Liste des livres de Abeille (Jacques)
Jacques Abeille (1942–2022)
Écrivain du rêve, de l’ombre et de l’imaginaire
Jacques Abeille est né en 1942 à Lyon. Fils d’un résistant mort en déportation, il grandit dans un environnement empreint de silence, de non-dits et de douleurs enfouies. Cette atmosphère marquera profondément son œuvre, tout entière tendue entre effacement et révélation, entre désir d’échapper au réel et besoin de l’interroger.

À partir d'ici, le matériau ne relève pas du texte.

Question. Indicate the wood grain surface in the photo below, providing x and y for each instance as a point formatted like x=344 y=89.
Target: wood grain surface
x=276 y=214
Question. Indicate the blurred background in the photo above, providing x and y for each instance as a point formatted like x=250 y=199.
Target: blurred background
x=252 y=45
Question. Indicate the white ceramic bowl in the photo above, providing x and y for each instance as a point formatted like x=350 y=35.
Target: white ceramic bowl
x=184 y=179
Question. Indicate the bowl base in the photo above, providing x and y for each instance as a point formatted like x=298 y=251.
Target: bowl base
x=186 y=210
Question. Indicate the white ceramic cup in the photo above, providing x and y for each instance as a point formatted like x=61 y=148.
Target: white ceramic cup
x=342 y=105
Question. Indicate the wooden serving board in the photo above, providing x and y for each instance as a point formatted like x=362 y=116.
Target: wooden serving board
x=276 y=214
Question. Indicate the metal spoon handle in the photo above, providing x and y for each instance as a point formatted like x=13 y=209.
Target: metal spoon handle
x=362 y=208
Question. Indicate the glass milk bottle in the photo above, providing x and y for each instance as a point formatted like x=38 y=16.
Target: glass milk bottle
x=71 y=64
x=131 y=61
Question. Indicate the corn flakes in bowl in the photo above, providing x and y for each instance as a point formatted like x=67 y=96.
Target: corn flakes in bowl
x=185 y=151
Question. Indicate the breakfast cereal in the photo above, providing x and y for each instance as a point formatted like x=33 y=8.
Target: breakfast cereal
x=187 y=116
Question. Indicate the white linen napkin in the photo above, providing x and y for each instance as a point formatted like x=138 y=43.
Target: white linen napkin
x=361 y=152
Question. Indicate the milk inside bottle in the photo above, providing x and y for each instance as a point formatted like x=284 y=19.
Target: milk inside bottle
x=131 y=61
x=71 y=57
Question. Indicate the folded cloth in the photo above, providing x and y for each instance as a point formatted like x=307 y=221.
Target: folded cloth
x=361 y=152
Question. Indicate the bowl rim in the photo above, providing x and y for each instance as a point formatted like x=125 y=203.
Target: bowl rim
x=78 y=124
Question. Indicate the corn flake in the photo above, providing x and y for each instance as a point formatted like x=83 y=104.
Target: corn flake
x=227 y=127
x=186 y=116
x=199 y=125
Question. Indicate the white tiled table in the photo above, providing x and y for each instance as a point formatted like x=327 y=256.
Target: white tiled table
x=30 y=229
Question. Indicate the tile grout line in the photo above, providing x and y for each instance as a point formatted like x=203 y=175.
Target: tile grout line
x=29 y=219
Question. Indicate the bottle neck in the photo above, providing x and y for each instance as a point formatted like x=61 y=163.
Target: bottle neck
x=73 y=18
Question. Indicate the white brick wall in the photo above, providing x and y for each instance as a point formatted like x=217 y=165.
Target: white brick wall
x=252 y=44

Agrégé de philosophie, peintre à ses heures, Abeille est un écrivain secret qui publie tardivement. C’est en 1982 qu’il fait paraître son chef-d’œuvre, Les Jardins statuaires, dans la collection “Présence du futur” chez Denoël. Ce roman ouvre un vaste cycle, le Cycle des Contrées, univers imaginaire dont il explore les provinces, les marges et les légendes. Œuvre-monde aux accents borgésiens, volontiers comparée à celles de Julien Gracq ou Italo Calvino, ce cycle fait de lui un maître de la littérature de l’imaginaire, loin des canons de la fantasy anglo-saxonne.
Jacques Abeille, dans une langue limpide et grave, tisse des récits où la fiction devient un acte de résistance contre l’ordre établi, contre le discours figé, contre le poids du visible. Il revendique une littérature de l’inconnu, du clandestin, du fragmentaire. Écrivain du refus, du détour et du silence, il affirme sa méfiance envers les dogmes, les catégories, et les mécanismes du pouvoir, y compris littéraires.
Longtemps ignoré par le grand public, Abeille trouve une reconnaissance tardive grâce à la redécouverte de son œuvre par les éditions Attila, puis Le Tripode, qui republient et prolongent son univers dans les années 2010. Ses récits, comme Le Veilleur du jour, La Barbarie, ou Les Voyages du fils, prolongent une méditation sur le langage, le corps, le désir, la mémoire — et surtout, la liberté.
En marge, il publie également des écrits plus érotiques sous pseudonyme (Bartleby, Mon amour, La trilogie des femmes), mais toujours dans une veine littéraire et stylisée, interrogeant le rapport entre le corps et le texte.
Jacques Abeille meurt en janvier 2022. Aujourd’hui encore, son œuvre demeure un continent secret, une terre d’exil et de beauté, pour celles et ceux qui croient que la littérature est un lieu où l’on peut encore “sauver quelque chose du monde”.